One of the deadliest drone attacks occurred a few hours after the initial December 27 air assault. A drone fired a missile at a group of youths who had gathered around a radio as they waited for a bus near the United Nations Relief and Works Agency headquarters in Gaza City. The missile killed twelve young men, mostly students at the UNRWA-sponsored Gaza Training College across the street.

"We heard a buzzing noise in the air before the explosion," recalled Ibrahim Rayyis, 19, who witnessed the attack from a nearby store. "When I went out to see what happened, my two brothers Hisham and Allam were lying on the ground, blood gushing from their wounds." Their father, Nehru Rayyis, later stumbled upon the body of another relative killed in the attack, 20-year-old Abd Allah, on the floor outside an overflowing morgue in a Gaza hospital.

Human Rights Watch has also documented several cases of children killed while playing on the roofs of their homes. On January 4, the day before Mo'men Allaw was killed, an Israeli drone fired a missile at two children playing on the roof of a two-story home in downtown Gaza City, killing Mahmoud Mashharawi, 12, and Ahmed Subayh, 16. Mahmoud's brother Ashraf, 30, a cameraman who has worked with Britain's Channel 4 television, rushed to the hospital in time to watch his brother die on the operating table.

A few hours later, five children from the al-Habbash family who were on the roof of their home in the al-Shaaf neighborhood were struck by a drone-fired missile, killing 10-year-old Shadhar and 12-year-old Isra. Two of their teenage siblings each lost both of their legs. "We keep chickens on the roof, and the kids were feeding them and playing," their father, Muhammad, a science teacher at an UNRWA school, told us. After the ambulances evacuated his children, he said, he collected pieces of their skin and flesh from the roof.

That Israel's drones essentially treated anyone on a Gaza rooftop as a target was apparent most of all to its own soldiers. "They told us not to go up on the roofs because everyone who goes up on the roof is going to be taken out," an IDF medic stationed in the Zaytoun area on the outskirts of Gaza City during the campaign told Human Rights Watch. His comrades made clear, he said, that if he went up on the roof of a Palestinian home, "somebody from the air will take you down."

However indiscriminately they may have struck, IDF drones probably killed fewer civilians than old-fashioned weapons such as artillery and tank shells during the recent military campaign.

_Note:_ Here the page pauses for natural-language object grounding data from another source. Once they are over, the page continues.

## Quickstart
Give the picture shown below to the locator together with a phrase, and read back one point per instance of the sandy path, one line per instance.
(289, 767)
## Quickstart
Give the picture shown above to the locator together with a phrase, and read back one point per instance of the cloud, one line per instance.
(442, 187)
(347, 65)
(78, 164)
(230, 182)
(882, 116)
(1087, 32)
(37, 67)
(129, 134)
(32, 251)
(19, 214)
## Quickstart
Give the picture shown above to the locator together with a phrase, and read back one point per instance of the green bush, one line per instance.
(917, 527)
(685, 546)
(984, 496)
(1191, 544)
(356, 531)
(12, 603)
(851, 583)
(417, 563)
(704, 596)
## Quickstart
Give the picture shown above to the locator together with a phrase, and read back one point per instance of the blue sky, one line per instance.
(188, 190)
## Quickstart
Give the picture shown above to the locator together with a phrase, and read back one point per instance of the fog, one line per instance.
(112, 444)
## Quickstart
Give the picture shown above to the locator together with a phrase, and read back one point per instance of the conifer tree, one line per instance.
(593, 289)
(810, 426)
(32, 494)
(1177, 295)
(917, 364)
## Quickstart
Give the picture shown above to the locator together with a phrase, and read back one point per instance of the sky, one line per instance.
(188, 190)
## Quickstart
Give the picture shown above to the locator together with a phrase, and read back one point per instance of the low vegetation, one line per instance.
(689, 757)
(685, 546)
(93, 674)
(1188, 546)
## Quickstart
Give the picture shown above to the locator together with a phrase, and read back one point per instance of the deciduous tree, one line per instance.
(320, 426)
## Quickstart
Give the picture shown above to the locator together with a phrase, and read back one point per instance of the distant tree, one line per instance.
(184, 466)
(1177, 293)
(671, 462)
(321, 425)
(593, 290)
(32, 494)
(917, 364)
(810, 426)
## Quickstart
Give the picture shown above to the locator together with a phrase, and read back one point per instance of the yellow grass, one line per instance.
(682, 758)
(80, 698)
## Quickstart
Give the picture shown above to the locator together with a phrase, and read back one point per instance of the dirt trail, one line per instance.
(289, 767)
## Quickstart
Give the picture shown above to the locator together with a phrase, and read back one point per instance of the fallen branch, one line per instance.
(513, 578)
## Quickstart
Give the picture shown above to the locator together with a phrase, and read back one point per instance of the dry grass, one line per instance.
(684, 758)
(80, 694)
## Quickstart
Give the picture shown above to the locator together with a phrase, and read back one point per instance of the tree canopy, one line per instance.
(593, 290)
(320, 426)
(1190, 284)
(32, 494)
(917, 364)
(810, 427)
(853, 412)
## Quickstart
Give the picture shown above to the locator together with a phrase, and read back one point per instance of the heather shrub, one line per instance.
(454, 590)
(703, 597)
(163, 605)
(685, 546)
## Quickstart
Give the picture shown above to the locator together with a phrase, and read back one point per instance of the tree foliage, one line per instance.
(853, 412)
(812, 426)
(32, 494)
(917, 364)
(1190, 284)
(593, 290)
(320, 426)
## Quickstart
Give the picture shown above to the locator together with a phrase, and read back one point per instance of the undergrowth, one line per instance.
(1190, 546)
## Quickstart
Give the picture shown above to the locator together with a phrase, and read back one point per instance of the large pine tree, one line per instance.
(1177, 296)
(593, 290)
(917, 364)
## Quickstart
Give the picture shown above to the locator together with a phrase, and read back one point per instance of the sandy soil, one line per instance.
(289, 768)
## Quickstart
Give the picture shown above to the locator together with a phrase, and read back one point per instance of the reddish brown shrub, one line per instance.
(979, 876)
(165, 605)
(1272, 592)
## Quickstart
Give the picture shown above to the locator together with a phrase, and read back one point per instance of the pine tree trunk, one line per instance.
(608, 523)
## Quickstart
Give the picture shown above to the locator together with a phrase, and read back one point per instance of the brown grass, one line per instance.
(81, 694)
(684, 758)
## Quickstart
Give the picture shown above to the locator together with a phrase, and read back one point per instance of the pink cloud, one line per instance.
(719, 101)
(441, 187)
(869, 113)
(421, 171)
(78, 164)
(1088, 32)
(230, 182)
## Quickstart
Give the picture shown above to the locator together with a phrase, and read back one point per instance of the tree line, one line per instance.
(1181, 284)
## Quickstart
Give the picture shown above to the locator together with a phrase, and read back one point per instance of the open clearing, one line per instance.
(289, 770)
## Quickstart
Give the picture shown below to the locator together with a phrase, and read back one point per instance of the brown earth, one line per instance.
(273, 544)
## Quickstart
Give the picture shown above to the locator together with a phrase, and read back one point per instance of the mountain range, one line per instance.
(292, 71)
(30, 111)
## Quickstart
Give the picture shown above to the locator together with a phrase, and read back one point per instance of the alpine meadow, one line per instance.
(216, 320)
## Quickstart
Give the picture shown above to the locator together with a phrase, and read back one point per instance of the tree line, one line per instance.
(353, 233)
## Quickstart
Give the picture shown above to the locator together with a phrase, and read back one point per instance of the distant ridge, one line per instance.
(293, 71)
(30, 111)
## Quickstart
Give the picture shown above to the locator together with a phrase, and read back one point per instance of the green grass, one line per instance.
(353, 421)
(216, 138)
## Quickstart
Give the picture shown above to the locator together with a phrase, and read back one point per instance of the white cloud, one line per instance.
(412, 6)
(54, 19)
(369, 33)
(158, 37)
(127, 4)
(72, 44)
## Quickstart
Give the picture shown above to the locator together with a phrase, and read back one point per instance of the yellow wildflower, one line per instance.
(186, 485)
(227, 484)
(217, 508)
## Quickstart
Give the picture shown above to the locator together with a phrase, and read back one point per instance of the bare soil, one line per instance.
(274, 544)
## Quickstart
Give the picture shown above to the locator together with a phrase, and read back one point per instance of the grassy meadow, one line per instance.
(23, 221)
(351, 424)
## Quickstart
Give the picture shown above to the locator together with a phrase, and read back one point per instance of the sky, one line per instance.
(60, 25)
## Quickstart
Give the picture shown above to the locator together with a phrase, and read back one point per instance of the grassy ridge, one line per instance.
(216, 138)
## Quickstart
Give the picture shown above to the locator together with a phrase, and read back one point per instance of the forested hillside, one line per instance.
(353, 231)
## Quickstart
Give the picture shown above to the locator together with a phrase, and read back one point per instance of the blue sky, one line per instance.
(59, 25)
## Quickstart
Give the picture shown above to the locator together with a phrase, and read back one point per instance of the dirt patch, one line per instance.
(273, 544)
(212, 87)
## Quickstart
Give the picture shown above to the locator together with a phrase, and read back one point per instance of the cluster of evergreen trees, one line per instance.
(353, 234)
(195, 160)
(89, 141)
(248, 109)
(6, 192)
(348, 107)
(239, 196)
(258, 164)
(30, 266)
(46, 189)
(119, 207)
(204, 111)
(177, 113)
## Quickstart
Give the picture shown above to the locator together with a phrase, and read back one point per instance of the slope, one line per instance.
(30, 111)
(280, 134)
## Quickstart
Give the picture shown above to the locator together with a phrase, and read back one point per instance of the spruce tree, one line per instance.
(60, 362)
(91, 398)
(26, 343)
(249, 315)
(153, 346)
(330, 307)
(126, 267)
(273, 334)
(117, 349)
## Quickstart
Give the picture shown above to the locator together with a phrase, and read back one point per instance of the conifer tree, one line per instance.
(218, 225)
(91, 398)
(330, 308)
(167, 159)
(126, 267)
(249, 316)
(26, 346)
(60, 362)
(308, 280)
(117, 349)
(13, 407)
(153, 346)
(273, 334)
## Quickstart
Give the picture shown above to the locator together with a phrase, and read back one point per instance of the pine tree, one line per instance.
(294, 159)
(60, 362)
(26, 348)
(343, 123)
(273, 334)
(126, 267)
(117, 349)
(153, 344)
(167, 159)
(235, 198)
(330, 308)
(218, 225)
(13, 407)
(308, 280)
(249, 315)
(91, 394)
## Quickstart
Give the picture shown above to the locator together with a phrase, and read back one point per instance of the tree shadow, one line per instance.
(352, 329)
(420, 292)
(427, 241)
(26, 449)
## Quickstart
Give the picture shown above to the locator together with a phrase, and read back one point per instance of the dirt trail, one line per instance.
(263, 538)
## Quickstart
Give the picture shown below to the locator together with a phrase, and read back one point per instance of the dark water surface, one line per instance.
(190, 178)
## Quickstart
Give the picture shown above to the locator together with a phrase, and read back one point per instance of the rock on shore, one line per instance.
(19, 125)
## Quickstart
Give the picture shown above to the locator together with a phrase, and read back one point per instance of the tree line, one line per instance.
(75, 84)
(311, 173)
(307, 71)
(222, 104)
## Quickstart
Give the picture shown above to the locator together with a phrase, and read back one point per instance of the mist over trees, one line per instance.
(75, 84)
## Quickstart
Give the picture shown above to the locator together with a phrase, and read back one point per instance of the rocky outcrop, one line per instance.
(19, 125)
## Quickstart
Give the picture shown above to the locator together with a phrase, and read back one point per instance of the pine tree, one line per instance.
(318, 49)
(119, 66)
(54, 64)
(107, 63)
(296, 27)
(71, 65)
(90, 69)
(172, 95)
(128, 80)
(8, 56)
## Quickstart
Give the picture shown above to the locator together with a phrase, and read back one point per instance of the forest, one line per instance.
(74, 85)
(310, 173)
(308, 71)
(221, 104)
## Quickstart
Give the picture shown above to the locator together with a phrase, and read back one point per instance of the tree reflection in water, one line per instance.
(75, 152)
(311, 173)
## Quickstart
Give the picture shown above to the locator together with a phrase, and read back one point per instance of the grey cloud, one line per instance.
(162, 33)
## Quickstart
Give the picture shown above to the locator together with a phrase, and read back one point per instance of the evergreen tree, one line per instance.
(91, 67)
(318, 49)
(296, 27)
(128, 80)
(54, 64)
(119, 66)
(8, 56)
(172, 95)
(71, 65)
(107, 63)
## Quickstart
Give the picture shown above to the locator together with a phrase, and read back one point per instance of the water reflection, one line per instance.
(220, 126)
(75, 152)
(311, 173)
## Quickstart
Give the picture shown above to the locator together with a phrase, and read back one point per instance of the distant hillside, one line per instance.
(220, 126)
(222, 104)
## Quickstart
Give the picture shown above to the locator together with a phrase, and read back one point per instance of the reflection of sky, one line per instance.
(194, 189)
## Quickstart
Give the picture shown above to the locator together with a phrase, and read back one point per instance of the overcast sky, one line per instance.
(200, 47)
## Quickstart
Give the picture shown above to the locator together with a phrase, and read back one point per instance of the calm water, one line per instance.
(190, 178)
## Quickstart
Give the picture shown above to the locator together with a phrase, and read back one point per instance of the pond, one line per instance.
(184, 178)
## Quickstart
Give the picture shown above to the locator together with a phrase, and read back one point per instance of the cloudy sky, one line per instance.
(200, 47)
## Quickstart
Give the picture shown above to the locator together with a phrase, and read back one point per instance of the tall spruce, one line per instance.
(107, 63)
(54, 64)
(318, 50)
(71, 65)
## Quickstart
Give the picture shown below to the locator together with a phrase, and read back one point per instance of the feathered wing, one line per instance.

No weapon better symbolizes Israel's indirect occupation of the Gaza Strip. Since removing its military bases and settlers from Gaza in 2005, Israel has disclaimed any responsibility as an occupying power for the well-being of Gaza's populace. But even without permanent garrisons, Israel continues to control Gaza's economy and infrastructure, from its borders and airspace to its power grid and monetary policy. The Israeli blockade of Gaza, tightened in mid-2007 after Hamas took over Palestinian Authority institutions, has created immense hardships on Gaza's civilian population. And just as Israel's control of Gaza's borders allows it to dictate from a safe distance what Gazans can eat, whether they can turn on their lights and what kinds of medical treatment are available to them, drones give Israel the ability to carry out targeted attacks without having to risk "boots on the ground."

Under the laws of war, Israel remains a belligerent force and an occupier in Gaza, and its actions are accordingly regulated by two sets of rules: one for how it may fight and another for ensuring the welfare of the population. Israel uses its drones to pay lip service to the first set of duties and its embargo to wash its hands of the latter. In short, it seeks indefinite control without responsibility. The facts, however, tell a starkly different story: that neither remote-control weapons nor remote-control occupations equal more justice or less bloodshed.